Tutto ciò produsse impressione per le molte allusioni, ma non vi fu mai concetto piú infelice. È impossibile ad un poeta rappresentare vivacemente e poeticamente un personaggio che è figura d'un altro; sí che, per cercare Napoleone, Niccolini ha perduto Nabucco, e, per rappresentare madama Letizia, non ha lasciato neppure la povera Vasti. Sono lavori simbolici che, per presentare due personaggi in uno, non presentano né l'uno né l'altro. E mettiamo da canto anche il Nabuccodonosor, che non lasciò traccia alcuna di sé.
Nel 1830 le speranze di libertá si risvegliano, e si risveglia la musa di Niccolini, e produce il Giovanni da Procida.

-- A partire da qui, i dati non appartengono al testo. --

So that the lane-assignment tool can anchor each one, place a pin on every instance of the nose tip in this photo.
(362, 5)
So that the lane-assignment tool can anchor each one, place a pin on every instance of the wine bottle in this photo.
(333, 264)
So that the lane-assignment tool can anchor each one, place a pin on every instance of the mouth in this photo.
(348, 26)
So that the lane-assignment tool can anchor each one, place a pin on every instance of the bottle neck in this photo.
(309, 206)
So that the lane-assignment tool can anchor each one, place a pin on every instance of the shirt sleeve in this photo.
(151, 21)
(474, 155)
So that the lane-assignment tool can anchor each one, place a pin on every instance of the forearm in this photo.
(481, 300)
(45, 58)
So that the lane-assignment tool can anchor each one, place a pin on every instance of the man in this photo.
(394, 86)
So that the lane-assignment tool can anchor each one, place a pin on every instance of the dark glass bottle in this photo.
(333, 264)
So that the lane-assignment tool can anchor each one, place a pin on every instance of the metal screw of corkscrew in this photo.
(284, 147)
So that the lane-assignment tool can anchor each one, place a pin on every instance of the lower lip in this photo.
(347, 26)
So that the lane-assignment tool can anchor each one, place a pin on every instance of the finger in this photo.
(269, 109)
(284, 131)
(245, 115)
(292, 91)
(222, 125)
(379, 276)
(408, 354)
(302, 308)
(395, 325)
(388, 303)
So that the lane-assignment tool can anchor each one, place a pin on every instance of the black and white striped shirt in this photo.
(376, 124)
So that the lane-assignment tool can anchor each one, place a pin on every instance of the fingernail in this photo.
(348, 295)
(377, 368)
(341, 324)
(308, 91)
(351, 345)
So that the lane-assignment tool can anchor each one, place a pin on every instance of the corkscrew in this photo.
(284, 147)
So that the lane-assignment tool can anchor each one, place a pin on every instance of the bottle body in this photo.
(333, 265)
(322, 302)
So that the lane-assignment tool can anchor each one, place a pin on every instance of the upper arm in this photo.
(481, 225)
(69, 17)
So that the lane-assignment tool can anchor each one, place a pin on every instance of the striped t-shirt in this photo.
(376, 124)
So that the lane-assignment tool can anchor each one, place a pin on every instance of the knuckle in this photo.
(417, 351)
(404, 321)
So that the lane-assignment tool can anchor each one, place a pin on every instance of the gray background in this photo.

Ebbe molta voga, perché l'autore suppose un Giovanni da Procida non siciliano, ma italiano: parve strano che un fiorentino parlasse come Berchet, dal punto di vista nazionale. Ma lá entro il concetto è una patria italiana attorniata dagli stimoli degli affetti di padre e di marito; e quando si passa alla rappresentazione, ci si presenta un Giovanni da Procida gittato in mezzo ad una matassa di complicazioni. Sicché la cosa principale non è il patriota, il quale resta avviluppato da intrighi, come è nel Torrismondo del Tasso: per esempio vi si trova un francese marito d'una siciliana, della quale si scopre fratello. Anche questo lavoro ebbe un po' di celebritá e poi fu dimenticato.
Giungiamo al 1844. Pigliava vigore la scuola neo-guelfa, la scuola romantica milanese; e celebrava una chiesa ideale per far passare una chiesa reale molto diversa, la Chiesa romana.